(CNN) — Barack Obama appears to be holding on to a significant edge in Iowa in new poll numbers released this weekend, but his advantage over John McCain in Minnesota, which hosted the Republican convention earlier this month, seems to have evaporated.
Obama, who won the Iowa caucuses in January, has 52 percent of the vote in that state to McCain’s 40 percent among likely voters in a Des Moines Register poll conducted September 8-10. A CNN/Time/Opinion Research Corporation poll conducted August 31-September 2, during the GOP convention, showed a 15-point advantage for Obama, 55 to 40 percent over McCain.
But in Minnesota, where McCain accepted the GOP nomination this month, Obama’s 12-point edge in the last CNN/Time/ORC survey – also conducted during the Republican convention - has disappeared in a new Star Tribune survey: that poll finds both men tied at 45 percent each among likely voters, with 10 percent unsure.
During the convention, Minnesota Governor Tim Pawlenty said he thought his state "would be open to a candidate like Senator McCain" - but added that he believed "Democrats still have an advantage here."
Both surveys have a margin of error of plus or minus 4 percentage points.

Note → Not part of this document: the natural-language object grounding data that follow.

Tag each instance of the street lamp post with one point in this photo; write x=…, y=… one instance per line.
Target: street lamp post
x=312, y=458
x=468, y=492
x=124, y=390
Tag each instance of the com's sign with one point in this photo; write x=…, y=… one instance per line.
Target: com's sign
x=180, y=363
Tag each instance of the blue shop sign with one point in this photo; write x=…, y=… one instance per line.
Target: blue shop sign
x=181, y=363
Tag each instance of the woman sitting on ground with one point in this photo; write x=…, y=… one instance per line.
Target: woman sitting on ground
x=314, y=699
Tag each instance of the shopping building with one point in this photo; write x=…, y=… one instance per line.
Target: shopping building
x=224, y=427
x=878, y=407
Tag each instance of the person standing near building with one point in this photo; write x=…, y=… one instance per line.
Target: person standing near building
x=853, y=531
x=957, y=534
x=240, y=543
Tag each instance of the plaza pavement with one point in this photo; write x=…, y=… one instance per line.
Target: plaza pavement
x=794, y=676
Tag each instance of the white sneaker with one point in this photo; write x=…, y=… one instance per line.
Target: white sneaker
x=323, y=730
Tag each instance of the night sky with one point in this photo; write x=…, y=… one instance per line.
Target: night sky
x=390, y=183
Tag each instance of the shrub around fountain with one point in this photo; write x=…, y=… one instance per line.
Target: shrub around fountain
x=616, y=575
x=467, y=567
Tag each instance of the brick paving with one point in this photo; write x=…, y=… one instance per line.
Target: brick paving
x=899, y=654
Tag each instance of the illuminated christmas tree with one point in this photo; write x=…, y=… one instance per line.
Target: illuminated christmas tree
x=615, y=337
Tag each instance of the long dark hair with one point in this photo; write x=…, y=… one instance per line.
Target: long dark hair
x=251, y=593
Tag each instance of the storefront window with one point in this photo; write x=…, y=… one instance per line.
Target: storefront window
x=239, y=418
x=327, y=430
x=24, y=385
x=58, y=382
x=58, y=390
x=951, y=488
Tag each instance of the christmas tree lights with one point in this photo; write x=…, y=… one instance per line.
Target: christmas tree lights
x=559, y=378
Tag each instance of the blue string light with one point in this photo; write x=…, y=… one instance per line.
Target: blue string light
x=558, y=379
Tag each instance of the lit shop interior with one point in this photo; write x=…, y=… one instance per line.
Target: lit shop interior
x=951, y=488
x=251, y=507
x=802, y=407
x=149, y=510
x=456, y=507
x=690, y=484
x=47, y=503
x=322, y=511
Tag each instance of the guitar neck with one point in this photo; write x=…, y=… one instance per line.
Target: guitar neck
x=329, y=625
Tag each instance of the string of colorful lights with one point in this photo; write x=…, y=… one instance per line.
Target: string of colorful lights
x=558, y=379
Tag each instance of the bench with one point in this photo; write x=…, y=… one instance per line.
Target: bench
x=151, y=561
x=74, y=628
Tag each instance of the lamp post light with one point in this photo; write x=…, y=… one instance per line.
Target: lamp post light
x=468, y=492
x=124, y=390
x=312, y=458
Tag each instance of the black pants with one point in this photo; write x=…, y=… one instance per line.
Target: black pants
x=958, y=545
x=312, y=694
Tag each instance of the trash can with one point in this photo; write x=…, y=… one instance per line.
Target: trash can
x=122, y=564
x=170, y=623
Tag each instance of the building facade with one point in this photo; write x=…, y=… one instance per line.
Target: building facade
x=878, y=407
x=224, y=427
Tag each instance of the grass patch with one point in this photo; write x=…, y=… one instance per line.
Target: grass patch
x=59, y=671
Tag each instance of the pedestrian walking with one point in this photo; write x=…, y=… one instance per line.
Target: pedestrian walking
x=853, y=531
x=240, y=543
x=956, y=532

Election Center: Check out CNN's electoral breakdown
CNN/Time/Opinion Research Corporation surveys earlier this month also suggested tight races in four other battleground states: New Hampshire, Michigan, Virginia, and Missouri.
Those polls showed slim advantages for Obama in New Hampshire and Michigan, while McCain was narrowly on top in Virginia and Missouri.